MINNEAPOLIS - Melodee Strong, a Visual Arts Teacher at Franklin Middle School in Minneapolis, says there's a lot of love in these hallways - especially for Minneapolis police.
"I think it's pretty cool that officers take time out of their job to hang out with us and paint," said 8th-grader Jacob Butler.
It's part of a new program called "Mural Squad," helping police build relationships with students.
"I mean, we've had some incidents here in Minnesota that have caused conversations amongst teachers and students, among parents and students,” said Strong.
There are 14 students in the after-school program, many who say their perception of police before joining the squad wasn't great.

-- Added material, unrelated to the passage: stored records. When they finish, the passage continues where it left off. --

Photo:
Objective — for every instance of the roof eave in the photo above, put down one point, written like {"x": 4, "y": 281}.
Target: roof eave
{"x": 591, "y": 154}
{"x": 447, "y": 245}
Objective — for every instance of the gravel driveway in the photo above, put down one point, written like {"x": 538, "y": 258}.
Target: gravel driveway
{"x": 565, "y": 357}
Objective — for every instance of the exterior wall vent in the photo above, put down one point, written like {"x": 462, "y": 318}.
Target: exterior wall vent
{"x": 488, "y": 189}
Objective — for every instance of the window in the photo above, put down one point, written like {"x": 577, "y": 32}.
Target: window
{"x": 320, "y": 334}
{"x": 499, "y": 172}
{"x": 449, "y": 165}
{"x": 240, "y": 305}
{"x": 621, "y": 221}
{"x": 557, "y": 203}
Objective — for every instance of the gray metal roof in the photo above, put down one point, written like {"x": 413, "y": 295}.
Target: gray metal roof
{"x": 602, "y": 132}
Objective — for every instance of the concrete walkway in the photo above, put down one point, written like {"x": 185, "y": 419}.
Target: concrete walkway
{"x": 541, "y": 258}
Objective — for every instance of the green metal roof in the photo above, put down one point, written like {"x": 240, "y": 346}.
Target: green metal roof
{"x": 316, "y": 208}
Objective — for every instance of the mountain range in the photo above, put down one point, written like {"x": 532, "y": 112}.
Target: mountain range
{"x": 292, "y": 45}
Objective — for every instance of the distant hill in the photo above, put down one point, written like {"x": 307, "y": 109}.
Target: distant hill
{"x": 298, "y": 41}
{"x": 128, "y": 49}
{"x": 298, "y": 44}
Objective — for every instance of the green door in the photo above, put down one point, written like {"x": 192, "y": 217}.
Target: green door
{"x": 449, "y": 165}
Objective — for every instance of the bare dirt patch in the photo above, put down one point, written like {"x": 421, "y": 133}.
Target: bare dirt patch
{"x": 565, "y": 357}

"Our community sees the police as the bad guys or the people we can't trust that we're always afraid of," said 7th-grader Kiera Griffin. "Mural Squad helps us see cops in a different way that we don't see in our community."
These Minneapolis Police Officers say they're gaining insight, too. They hope by sharing each other's stories, they will have a much better understanding and can change perceptions.
"We get to paint a picture of what we see on both sides and put that together and bring unity to the students and law enforcement," said Minneapolis Police Officer Yolanda Wilks. "It's not just a one-sided idea. It's us coming together, building that trust together."
Franklin Middle School's "Mural Squad" is the only one of its kind in the district.
Strong says it is a very low-cost program and she would love to see more schools adopt it across the state to help improve community-police relations.